In recent years, Nigeria has struggled to cope with outbreaks of Lassa fever, measles and polio. The Democratic Republic of Congo has failed to bring its current Ebola outbreak to an end. Malaria, a disease that is relatively simple to treat, kills hundreds of thousands across the continent every year.

And the state of public health systems in many African countries is bad enough that many people will not go to a hospital at all, feeling that it is a place of last resort.

“Everyone doesn’t feel like the health system is made for them to get better in,” said Adia Benton, an anthropologist at Northwestern University whose focuses include global health. Often in Sierra Leone, where she has worked extensively, people go to a hospital to die, Ms. Benton said — and this will not change with the coronavirus outbreak.

“There are a lot of people who are going to just be sick and in bed. And so what will you be doing for those folks? What kinds of palliation will be provided? Will communities be able to come together to offer painkillers, fever reducers, expectorants, decongestants — things like that?”

It wasn’t supposed to be this way. At a United Nations conference on primary health care back in 1978, the Health for All initiative was launched. One of its goals was to tackle the gross inequality in global health, particularly between developed and developing nations.

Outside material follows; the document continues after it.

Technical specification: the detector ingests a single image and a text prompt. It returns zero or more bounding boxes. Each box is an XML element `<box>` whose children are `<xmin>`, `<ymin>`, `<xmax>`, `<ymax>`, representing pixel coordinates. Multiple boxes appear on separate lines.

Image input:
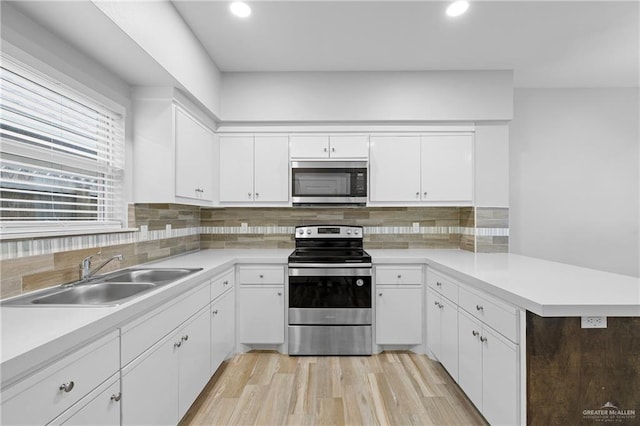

Enthusiastically welcomed by African governments, it never took off. The rise of free market capitalism in the 1980s, several experts say, changed the notion that states should be responsible for providing health care to every citizen.

This past week, in an impassioned letter to African leaders calling for health workers’ status to be enhanced and hospital infrastructure upgraded, 88 intellectuals from across the continent returned to the idea of universal health care.

“Health has to be conceived as an essential public good,” they said.